Nel concreto sara’ un allenamento di un paio d’ore, da fare in pantaloncini e
maglietta, spero anzitutto divertente, perche’ la lotta e’ prima di
tutto un gioco. Io pratico brasilian e prima judo, non sono un insegnate,
ma faro’ del mio meglio per essere comprensibile e rendere il tutto
semplice e accessibile a tutti.
La sera dato che l’autoironia e’ una caratterista importante e da coltivare, volevo provare se si riesce ad aggiungere un’appendice ludica del workshop, attraverso una pratica sportiva ingiustamente al di fuori degli sport olimpici: la lotta nel fango.
Nella lotta di fatto normalmente vince chi sottomentte contro la propria volonta’ il partner, a sto giro no: una giuria attentamente selezionata, giudichera’ le migliori esibizioni. Si premia l’inventiva, l’estro, la simpatia, il gesto atletico, l’impegno della coppia di lottator*. No submission, just for fun.
Riflessioni
I frammenti, un gruppo torinese punk/hc dei primi anni ‘90, suonava un pezzo nel quale figurava una frase che non ricordo in maniera precisa, ma il significato era pressapoco questo: “il senso delle cose e’ un abbraccio disperato consumato nel silenzio … fino in fondo”. Se non fosse per l’aggettivo disperato potrebbe anche sembrare una frase da baci perugina, ma nella citta’ del suicidio di Sole e Baleno, che pure e’ posteriore al brano, non erano evidentemente parole a caso e coglievano bene un sentimento comune.
Eravamo giovani, ma sapevamo cosa stavamo facendo, almeno un po’ credo.
Questa frase, sotto forma di nenia, dimora ancora nella mia testa, a quasi 20 anni di distanza. In particolare cantilena nel mio cervello durante un’attivita’ invero non troppo comune: accade spesso, ma solo se praticate thai boxe, che i due partner s’avvinghino e inizino ad ammucchiarsi tentando di aprirsi la guardia a vicenda per infilare ginocchiate, pugni e gomitate, si chiama clinch. Accade ancora piu’ spesso se praticate qualche tipo di lotta a terra (nel mio caso prima judo e ora bjj) di rotolarsi in posizioni che rivisitano un kamasutra espanso in ogni piu’ piccolo dettaglio, se escludiamo la penetrazione.
Ecco mentre me ne sto a stringere quell’altro corpo sudato e scivoloso, e sento il fiato bollente sulla mia spalla, e i nostri profili si strusciano, si insinua la filastrocca.
Tutto preso in quell’abbraccio, in cui ci si sostiene all’altro per la stachezza, tentando magari anche di farsi del male a vicenda, tocca di tenere fino in fondo.

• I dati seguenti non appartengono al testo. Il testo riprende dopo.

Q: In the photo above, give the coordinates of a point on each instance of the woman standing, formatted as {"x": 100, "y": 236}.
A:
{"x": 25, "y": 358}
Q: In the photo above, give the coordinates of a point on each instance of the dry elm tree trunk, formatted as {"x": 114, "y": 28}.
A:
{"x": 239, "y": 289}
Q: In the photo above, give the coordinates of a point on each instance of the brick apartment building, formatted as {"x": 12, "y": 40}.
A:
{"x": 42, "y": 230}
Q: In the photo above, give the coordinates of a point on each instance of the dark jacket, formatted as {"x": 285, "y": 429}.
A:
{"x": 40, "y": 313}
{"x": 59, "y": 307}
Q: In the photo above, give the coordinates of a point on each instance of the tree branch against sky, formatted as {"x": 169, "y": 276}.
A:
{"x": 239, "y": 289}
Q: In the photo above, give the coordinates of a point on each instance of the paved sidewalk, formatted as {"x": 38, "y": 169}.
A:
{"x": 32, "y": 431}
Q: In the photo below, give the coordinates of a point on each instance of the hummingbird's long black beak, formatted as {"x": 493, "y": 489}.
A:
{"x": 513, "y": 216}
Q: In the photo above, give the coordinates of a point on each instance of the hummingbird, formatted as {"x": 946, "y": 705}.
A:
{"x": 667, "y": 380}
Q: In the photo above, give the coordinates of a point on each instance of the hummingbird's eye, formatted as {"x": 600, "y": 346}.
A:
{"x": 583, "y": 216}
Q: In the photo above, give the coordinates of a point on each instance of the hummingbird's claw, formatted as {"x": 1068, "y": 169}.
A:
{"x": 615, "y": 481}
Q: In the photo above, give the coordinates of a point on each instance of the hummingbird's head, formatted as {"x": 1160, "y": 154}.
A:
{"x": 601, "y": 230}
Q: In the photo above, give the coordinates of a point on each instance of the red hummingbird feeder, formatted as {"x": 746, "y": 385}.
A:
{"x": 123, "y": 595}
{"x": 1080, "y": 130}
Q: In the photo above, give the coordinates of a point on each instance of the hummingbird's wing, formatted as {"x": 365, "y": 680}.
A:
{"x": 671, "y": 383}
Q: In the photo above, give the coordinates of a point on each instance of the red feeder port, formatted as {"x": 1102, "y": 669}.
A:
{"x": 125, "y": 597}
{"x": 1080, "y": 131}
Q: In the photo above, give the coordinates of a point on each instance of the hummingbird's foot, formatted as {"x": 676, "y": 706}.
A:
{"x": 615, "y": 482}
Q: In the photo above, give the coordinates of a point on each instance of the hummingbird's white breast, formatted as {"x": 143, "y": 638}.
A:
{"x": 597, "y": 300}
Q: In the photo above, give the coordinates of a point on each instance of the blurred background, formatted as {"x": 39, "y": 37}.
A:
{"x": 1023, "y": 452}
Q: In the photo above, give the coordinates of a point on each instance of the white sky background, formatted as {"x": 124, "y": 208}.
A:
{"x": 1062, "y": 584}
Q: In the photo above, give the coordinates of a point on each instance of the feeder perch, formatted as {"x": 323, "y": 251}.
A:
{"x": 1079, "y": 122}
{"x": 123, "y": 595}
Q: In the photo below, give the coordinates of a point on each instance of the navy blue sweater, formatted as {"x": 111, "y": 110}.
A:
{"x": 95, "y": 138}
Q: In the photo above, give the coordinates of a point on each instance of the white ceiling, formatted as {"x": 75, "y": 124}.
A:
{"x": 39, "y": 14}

Ma immerso nella fatica e nel sudore non ho proprio voglia di vincere, e neanche di perdere, non mi interessano punto entrambi. Io non so perche’ quell’altro corpo stia li’ a soffrire avvinghiato a me, ma il senso delle cose e’ solo in un abbraccio un poco disperato, magari per futili motivi, ma consumato fino in fondo, e basta. Non serve altro, non abbiamo piu’ nulla da dimostrare l’uno all’altro, non importa cosa succeda dopo.
Questa dimensione quasi di riscatto esistenziale, credo potrei condividerla con molte delle persone che incontro sul tatami, ma e’ come incompleta, senza l’altro pezzo. Sopratutto nella lotta l’ambiente e’ decisamente maschile, pregno di una virilita’ a tratti ostentata. In cui il fatto che due maschi rivisitino in chiave
lottereccia scene che sembrano tratte da shunga (stampe erotiche giapponesi di fine ottocento), va esorcizzato con boutade sempre uguali, ritualizzate, a cui tutti rispondono come ad un mantra.
“Che chiappette sode, ora ti si fa una foto e la si posta su uno di quei siti bjj per froci”
“See, e poi lo si manda a la tu’ ma’”
“Gia’ e la tua di mamma ? come sta ? L’ho vista sui viali ieri sera, tra i trans e le negre”
“Bha, cmq i siti bjj per froci fanno schifo: ma ti immagini lottare con uno che poi va a casa e si masturba pensando che gli hai messo le palle in bocca”
(te piacerebbe…)
“E perche’ te quando lotti con l’elena non gliele tocchi le puppe scusa ? E poi gliene dedichi una quando vai a casa ? ”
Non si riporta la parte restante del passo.